When you have your baby eat by himself from when he is 6 months old, you don’t have to simultaneously feed a baby and try to eat yourself. You can sit down at night, eat dinner and have a conversation while the baby is playing and eating his food (okay and then the dinner table/floor is going to be a huge mess for a while, so this is the part that is not really for lazy people, but having a quiet dinner is worth it for me). To this day, we have never given BlueEyes baby food from a jar. Not necessarily out of any type of principle, but just because he eats what we eat, and otherwise we have some frozen purees that we’ve made before (which literally takes maybe 10 minutes to make).

So I think we shouldn’t make attachment parenting bigger than it is: parenting for lazy people. And by the way, attachment parenting is NOT deciding not to vaccinate your children.


  1. once again another great post! I know that this parenting style doesn't work for everyone and people need to do what works best for them. But for me, this was the "easiest" parenting approach too. I have many pictures of me in the kitchen, garden (and even lab) with my kiddo on my back. co-sleeping was so easy and seemed so natural, plus it allowed me to get much more sleep than otherwise. I did make some baby foods but it was usually just a bit of pureed food from whatever we were having for dinner. Oh and I loved using cloth diapers (so cute, less waste, and easy) plus, my daughter essentially potty trained herself at 19 months, which made life even easier for us!

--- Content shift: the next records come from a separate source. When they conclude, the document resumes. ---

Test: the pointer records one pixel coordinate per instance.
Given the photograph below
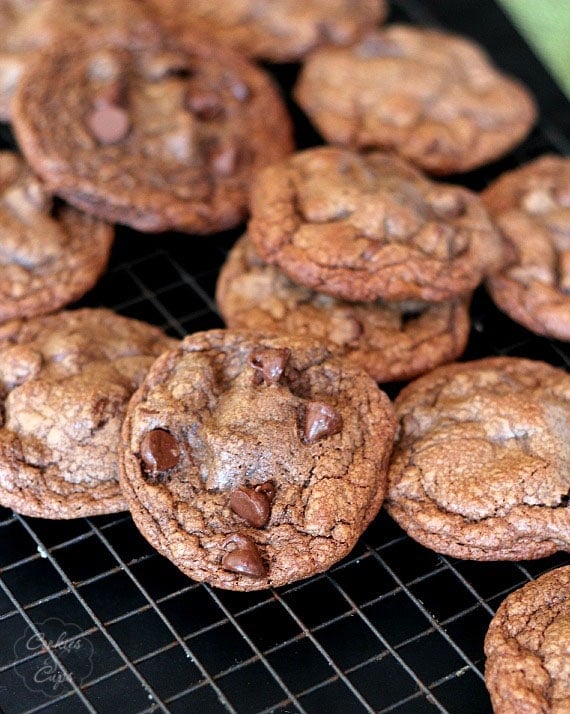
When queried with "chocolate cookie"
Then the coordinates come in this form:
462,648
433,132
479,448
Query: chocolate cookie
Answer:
531,205
280,30
481,466
433,97
28,25
65,380
253,461
528,648
391,341
362,227
140,128
49,255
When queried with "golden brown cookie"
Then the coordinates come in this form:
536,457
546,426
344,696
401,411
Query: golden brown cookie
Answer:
140,128
368,226
528,648
279,30
391,341
432,96
531,206
49,255
481,465
28,25
252,461
65,380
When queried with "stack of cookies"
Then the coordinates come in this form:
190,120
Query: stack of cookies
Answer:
364,252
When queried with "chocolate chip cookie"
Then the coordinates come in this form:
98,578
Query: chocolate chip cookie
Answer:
280,30
65,380
433,97
28,25
531,206
528,648
50,254
368,226
254,461
481,466
391,341
142,129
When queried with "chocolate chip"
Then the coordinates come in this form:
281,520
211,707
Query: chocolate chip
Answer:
253,504
240,91
269,363
109,124
244,558
321,420
159,450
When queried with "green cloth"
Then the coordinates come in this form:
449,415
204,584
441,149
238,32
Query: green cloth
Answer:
545,24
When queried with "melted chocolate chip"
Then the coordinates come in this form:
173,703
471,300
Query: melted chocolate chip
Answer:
321,420
159,450
253,504
109,124
269,363
244,558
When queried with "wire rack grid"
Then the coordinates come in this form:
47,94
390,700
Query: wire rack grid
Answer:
93,619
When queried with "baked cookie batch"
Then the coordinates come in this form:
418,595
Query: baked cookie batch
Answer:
257,455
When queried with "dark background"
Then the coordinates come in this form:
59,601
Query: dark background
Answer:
393,627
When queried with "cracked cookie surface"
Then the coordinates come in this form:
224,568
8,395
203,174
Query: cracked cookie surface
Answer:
391,341
140,128
368,226
280,30
531,206
481,465
28,25
49,255
433,97
528,648
252,461
65,380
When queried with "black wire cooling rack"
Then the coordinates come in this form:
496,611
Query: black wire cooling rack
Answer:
93,619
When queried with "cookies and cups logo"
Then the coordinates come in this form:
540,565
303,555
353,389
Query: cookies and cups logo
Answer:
51,655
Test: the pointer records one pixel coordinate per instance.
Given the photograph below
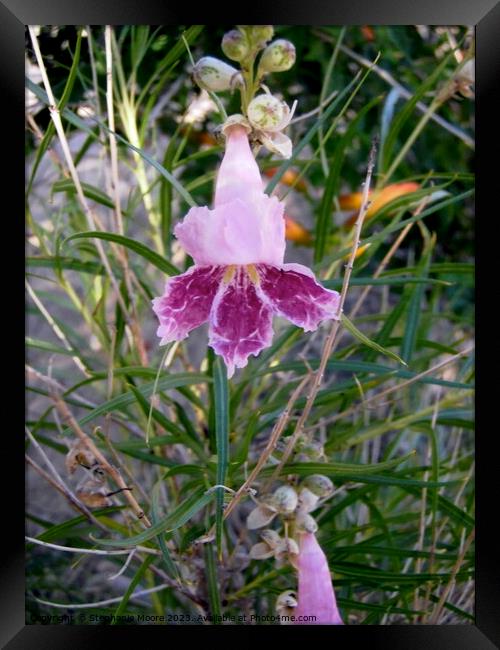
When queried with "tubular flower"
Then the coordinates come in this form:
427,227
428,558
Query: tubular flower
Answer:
315,594
239,279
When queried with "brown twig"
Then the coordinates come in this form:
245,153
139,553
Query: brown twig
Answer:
327,349
273,440
58,485
439,607
106,466
392,389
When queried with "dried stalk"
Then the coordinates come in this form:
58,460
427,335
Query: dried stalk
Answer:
106,466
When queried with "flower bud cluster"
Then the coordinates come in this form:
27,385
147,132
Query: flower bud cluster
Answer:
293,505
266,115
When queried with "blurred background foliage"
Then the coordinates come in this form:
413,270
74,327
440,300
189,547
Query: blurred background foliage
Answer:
396,536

    I have not read the Time article, but saw the cover on MSN, and just get frustrated by things like that. I feel like "news" like this not there to be supportive of people and their choices, but rather to mock them and point out how "weird" it is. most babies don't even get 1 year of breast milk, but we make fun of moms who nurse longer than 1 year, despite 2 years of nursing being recommended. I hope the article doesn't make attachment parents look like freaks and I hope it makes the case for the fact that this style of parenting doesn't require a stay at home mom.

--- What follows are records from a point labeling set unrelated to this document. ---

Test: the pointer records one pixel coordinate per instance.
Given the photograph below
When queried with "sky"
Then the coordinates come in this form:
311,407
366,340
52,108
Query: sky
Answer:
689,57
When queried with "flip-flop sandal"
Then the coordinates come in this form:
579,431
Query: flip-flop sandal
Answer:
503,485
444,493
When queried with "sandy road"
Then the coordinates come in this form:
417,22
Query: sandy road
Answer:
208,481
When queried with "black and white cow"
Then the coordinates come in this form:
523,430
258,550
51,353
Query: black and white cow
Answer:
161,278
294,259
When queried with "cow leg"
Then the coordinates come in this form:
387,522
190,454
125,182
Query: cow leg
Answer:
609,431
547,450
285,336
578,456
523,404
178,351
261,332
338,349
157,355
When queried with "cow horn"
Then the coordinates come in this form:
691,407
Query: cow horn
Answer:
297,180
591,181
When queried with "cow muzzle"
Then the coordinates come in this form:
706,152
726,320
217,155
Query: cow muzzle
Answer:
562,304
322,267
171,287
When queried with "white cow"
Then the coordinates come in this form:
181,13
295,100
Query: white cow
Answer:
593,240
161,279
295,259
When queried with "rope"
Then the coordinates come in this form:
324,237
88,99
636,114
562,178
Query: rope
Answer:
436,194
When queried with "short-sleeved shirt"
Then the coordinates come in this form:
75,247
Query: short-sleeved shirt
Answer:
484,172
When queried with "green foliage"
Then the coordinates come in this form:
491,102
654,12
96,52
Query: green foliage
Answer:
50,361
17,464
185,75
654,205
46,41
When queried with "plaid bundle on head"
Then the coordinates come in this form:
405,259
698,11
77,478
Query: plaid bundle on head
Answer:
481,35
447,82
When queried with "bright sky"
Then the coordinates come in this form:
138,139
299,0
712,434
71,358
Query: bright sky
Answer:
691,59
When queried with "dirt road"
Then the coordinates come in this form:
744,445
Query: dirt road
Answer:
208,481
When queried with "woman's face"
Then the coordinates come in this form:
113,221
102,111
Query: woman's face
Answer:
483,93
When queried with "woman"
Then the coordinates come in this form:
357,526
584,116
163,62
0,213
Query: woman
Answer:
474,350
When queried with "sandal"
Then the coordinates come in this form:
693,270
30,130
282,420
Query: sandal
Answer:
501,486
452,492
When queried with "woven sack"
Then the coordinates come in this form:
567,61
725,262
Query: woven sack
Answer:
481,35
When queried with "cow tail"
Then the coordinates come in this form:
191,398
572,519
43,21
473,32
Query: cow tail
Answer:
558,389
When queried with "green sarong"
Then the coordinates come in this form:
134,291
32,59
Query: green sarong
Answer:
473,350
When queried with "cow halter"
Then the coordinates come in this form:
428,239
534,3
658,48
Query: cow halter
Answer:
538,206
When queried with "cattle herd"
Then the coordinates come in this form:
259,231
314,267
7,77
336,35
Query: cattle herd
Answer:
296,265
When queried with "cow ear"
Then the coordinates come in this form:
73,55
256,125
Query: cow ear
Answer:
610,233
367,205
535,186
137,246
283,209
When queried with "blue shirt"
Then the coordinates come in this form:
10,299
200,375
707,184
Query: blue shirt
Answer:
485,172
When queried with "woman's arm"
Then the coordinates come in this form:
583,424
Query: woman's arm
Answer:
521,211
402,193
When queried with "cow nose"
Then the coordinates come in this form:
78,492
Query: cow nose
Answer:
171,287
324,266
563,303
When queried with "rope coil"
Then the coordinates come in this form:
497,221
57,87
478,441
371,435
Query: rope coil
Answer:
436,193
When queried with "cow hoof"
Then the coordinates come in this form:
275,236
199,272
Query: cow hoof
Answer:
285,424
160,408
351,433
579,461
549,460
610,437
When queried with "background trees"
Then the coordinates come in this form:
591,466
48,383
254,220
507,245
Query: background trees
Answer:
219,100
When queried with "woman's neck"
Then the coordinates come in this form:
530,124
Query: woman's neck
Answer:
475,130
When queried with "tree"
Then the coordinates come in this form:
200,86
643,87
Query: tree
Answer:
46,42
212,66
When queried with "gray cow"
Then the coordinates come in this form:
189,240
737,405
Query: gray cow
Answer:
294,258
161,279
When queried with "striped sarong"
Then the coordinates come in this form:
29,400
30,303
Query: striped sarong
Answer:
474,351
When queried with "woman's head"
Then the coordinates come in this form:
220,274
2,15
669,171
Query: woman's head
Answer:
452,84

    1. I only read the start of the article because the rest is behind a pay wall and that doesn't promise a very subtle article... I just get a little sick of the fact that attachment parenting is seen as some holy form of parenting because in my opinion it's not. We're all just people raising children to our best abilities.

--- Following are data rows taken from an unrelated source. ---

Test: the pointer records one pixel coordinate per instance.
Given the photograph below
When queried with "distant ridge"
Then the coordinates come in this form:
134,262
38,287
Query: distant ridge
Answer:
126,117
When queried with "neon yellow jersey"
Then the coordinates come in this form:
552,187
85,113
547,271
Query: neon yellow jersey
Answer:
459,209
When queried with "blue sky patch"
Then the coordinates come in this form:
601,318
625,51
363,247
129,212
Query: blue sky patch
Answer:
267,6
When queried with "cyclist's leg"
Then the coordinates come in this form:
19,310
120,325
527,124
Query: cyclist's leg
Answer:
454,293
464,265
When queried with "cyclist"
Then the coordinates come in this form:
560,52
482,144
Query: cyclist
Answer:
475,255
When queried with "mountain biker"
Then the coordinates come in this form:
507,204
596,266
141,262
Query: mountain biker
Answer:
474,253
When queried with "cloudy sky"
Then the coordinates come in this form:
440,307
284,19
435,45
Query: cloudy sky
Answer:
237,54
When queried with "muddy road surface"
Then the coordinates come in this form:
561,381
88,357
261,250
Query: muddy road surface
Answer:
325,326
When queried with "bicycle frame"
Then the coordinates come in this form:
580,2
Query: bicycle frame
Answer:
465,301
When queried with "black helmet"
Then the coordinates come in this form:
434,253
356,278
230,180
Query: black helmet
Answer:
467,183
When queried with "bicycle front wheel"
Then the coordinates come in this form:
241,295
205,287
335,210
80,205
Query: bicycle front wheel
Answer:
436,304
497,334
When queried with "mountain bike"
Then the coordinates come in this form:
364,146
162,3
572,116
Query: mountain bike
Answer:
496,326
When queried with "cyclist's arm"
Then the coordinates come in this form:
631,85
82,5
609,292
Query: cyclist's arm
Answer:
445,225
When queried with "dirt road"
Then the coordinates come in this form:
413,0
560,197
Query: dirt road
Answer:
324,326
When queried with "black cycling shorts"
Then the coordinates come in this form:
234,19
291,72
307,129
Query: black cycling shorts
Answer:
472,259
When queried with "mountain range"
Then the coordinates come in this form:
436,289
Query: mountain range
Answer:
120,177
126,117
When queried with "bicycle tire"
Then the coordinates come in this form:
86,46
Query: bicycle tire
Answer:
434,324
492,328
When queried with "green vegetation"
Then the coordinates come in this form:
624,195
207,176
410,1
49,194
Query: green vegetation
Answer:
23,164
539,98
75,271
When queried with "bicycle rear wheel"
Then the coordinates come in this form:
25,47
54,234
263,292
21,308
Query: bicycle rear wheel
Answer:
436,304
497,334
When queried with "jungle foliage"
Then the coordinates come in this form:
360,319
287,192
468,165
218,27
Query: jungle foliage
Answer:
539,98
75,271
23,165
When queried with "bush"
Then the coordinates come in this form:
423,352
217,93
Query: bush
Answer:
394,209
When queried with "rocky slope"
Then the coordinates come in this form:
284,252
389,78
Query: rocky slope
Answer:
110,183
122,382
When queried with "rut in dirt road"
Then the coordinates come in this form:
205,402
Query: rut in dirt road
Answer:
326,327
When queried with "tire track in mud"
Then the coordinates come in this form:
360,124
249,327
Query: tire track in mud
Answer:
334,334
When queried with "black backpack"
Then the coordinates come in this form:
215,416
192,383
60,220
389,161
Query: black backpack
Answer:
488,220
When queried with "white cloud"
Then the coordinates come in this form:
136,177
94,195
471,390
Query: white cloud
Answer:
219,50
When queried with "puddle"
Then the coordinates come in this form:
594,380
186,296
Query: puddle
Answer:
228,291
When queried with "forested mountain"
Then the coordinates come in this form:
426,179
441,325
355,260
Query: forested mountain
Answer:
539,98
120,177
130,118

    2. I saw this piece where they interviewed Dr Sears and the mom from Time. The mom and Dr Sears seemed very calm and reasonable but they were presented by the "reporters" as being extreme and about how attachment parenting is a new extreme method of parenting. I just don't see what's extreme about it, it's very natural and it's a very common method of parenting in other parts of the world. I would think it is actually more primitive and traditional than formula feeding and making kids sleep in cribs.

  2. I hate it when attachment parenting is mocked. There's absolutely nothing wrong with it. It's just a parenting style, no more, no less. There's no single "perfect" way to parent, and we should support each other's choices and efforts. Instead, people criticize each other so that they can feel better about their own choices. It's ridiculous.

  3. We opted for not having our kids in bed with us because - 1) Babies puke all the time. 2) Fear of squishing baby.

  4. Agree 100%.
    The core of attachment parenting is really to do what's easiest for the mom and baby dyad. It isn't a list to check-off. That list people often tout as AP is just a list of things that are ok to do even if mainstream parenting says they're not. People who are making life difficult for themselves by forcing cosleeping when it isn't working or putting a baby in a sling who would rather not be in a sling aren't doing AP. But parents who cosleep or sling because it's easier are doing AP. It's all about doing what works for our unique situations and trusting our instincts rather than society.